Who plumbs the world?

Published:  08 June, 2017

HVP met with JTL Ambassador, Hollie Heffer, to find out more about the opportunities available to would-be apprentices.

Newly-qualified engineer Hollie Heffer decided to become a plumber at the age of 15 after completing a construction work experience placement.

Resisting more traditional stereotypes, she was the only girl in her school year group to take this route. But Hollie says she’s never been a ‘girly-girl’ and realised she’d be happier pursuing plumbing even if it was still thought of as a profession for boys.

She completed a NVQ Level 2 Diploma in Plumbing while undertaking an apprenticeship with Swale Heating.

The Kent-based company, founded 45 years ago by Ian Pierson, regularly takes on apprentices, seeing the value in training up the next generation of engineers.

“You learn a lot more of the theory than you do the practical at college, and it was interesting to learn some of the regulations and standards that you need to know, but the apprenticeship was invaluable,” said Hollie.

The company took on nine apprentices as part of Hollie’s intake, and offered four of them full-time employment after qualifying.

During her two-year apprenticeship, Hollie worked with a gas engineer, a plumber and an installer, learning how each of them worked and the nuances of each role.

“I particularly enjoyed the gas side of it, even though I couldn’t do very much, and that’s something I’d like to qualify in going forward,” she said.

She was supported throughout her course by JTL training officers, Ben Bayliss and Keith Hathaway.

JTL is a charity offering a number of services, which include advanced apprenticeships, training courses and NVQ assessments across four apprenticeship disciplines: electrical, plumbing, heating and ventilating, and engineering maintenance. The training officer works with the employer, overseeing everything from liaising with the college, to mentoring the apprentice and assessing their progress.

“JTL were so good. For example, the portfolio is laid out so much more simply than the college one, and much easier to understand,” Hollie explained, particularly appreciating the feedback she was able to get from a dedicated training officer compared with one lecturer to 30 people.

Upon finishing her apprenticeship, Hollie was offered a job at Swale as a plumbing engineer, predominantly doing remedial work.

“I was really nervous before I started going out on my own, but once I got to maybe the third job, I’d settled in and knew what I was doing. Once I was in a house working, I wasn’t worried at all,” she said.

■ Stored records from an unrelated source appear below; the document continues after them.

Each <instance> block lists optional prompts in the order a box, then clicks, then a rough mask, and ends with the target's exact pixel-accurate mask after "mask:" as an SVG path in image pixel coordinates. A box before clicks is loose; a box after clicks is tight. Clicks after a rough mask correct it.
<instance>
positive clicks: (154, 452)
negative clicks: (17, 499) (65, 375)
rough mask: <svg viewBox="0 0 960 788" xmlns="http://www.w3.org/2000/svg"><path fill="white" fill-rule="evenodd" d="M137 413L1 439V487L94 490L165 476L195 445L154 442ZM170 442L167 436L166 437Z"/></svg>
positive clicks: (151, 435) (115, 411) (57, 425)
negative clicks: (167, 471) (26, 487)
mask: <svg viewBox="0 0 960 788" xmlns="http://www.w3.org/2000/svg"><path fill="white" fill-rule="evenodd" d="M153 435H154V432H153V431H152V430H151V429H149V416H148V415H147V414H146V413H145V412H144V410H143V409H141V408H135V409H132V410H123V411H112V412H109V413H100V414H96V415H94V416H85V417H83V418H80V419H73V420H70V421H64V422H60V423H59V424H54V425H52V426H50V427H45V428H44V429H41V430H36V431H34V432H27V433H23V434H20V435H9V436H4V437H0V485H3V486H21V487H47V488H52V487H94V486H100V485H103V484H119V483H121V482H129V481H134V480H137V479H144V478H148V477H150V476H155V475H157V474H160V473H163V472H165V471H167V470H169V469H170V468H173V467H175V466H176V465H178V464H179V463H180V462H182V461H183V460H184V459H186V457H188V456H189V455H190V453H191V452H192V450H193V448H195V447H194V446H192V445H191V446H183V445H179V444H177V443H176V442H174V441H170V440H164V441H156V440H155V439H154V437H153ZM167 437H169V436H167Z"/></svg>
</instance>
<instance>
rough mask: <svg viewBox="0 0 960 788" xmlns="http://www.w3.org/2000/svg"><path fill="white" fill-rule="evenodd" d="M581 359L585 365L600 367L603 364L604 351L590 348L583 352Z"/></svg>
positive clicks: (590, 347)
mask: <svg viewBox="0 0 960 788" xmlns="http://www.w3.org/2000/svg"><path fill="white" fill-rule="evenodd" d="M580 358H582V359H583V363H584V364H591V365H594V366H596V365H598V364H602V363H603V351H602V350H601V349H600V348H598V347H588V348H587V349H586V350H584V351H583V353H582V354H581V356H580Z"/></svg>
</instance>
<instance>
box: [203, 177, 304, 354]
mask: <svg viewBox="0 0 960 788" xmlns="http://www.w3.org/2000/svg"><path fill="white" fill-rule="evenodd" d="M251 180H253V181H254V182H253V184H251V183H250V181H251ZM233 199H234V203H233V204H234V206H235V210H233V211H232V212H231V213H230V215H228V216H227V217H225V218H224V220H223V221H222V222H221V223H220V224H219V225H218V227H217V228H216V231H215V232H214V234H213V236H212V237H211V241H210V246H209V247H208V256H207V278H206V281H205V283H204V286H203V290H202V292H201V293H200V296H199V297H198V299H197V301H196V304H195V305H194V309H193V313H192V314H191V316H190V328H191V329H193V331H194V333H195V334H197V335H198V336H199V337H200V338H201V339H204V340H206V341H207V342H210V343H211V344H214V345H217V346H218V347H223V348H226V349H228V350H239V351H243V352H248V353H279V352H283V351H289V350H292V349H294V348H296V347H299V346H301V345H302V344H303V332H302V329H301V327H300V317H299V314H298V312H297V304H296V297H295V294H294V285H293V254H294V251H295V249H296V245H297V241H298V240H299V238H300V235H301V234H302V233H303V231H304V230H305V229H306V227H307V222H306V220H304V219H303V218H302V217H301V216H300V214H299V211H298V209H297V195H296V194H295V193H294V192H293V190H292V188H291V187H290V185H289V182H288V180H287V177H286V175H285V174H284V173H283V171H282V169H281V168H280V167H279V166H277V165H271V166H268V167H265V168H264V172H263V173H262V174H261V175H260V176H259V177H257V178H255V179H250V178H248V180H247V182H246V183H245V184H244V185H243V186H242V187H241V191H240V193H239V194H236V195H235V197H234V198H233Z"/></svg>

Because Hollie deals in remedial work, most of the jobs she is sent out to are complaint customers. She has found it helps that they’re not expecting a girl, because they tend to be less vocal in their annoyance!

“Customers sometimes think that I’m there to check the problem and will then send someone out to fix it, and I have to explain that I’m doing it. They don’t click that I’m there to do the job most of the time. Most people are quite surprised but then they like the idea that it’s a female doing it,” said Hollie.

Once she’s completed her six-month probation, she hopes to receive further training, specifically her gas and unvented tickets.

Taking a stand

In 2016, Hollie was invited to become an Ambassador for JTL, specifically promoting apprenticeships and the trade among young women.

JTL’s Ambassadors programme was originally launched at the House of Commons in 2013, and was expanded in 2016 to reach young people from Black and Ethnic Minority groups.

There are now more than 25 JTL Ambassadors operating throughout England and Wales, spreading the word of apprenticeship industries and opportunities.

Hollie wanted to be a part of this to encourage other young women that they can pursue a career in the trades.

“It’s important because it sets an example for other young girls and gives them a bit of confidence to speak up and express an interest,” she said.

“It’s good to show them that there are other jobs available. The trades might not be something they would normally think of, so it gives them the awareness that it’s an option if they do want to try something different.”

Hollie recognises that she was fortunate to have a supportive school and parents, with her older sister having paved the way by studying motor mechanics.

“I went to an Academy that was quite good at making sure people could do what they wanted to do, but some schools do push students towards A-level and university,” she said.

There were a few girls in Hollie’s college class, and they were accepted and treated as ‘one of the lads’ by the boys.

But women still make up just 2% of plumbing and heating engineers, often because that type of career path isn’t presented to them as an option.

In raising the profile of women in industry, JTL hopes to change that and encourage more young women to consider apprenticeships. It’s something Hollie couldn’t recommend enough.

“It’s definitely something to look in to, because you’re getting paid to learn – so no student loans – and it’s enjoyable,” she said. “You’re not sitting around doing nothing, you’re out, doing something practical, having a laugh while you’re learning. It’s also much better to do an apprenticeship as well as the college course, because employers want experience.”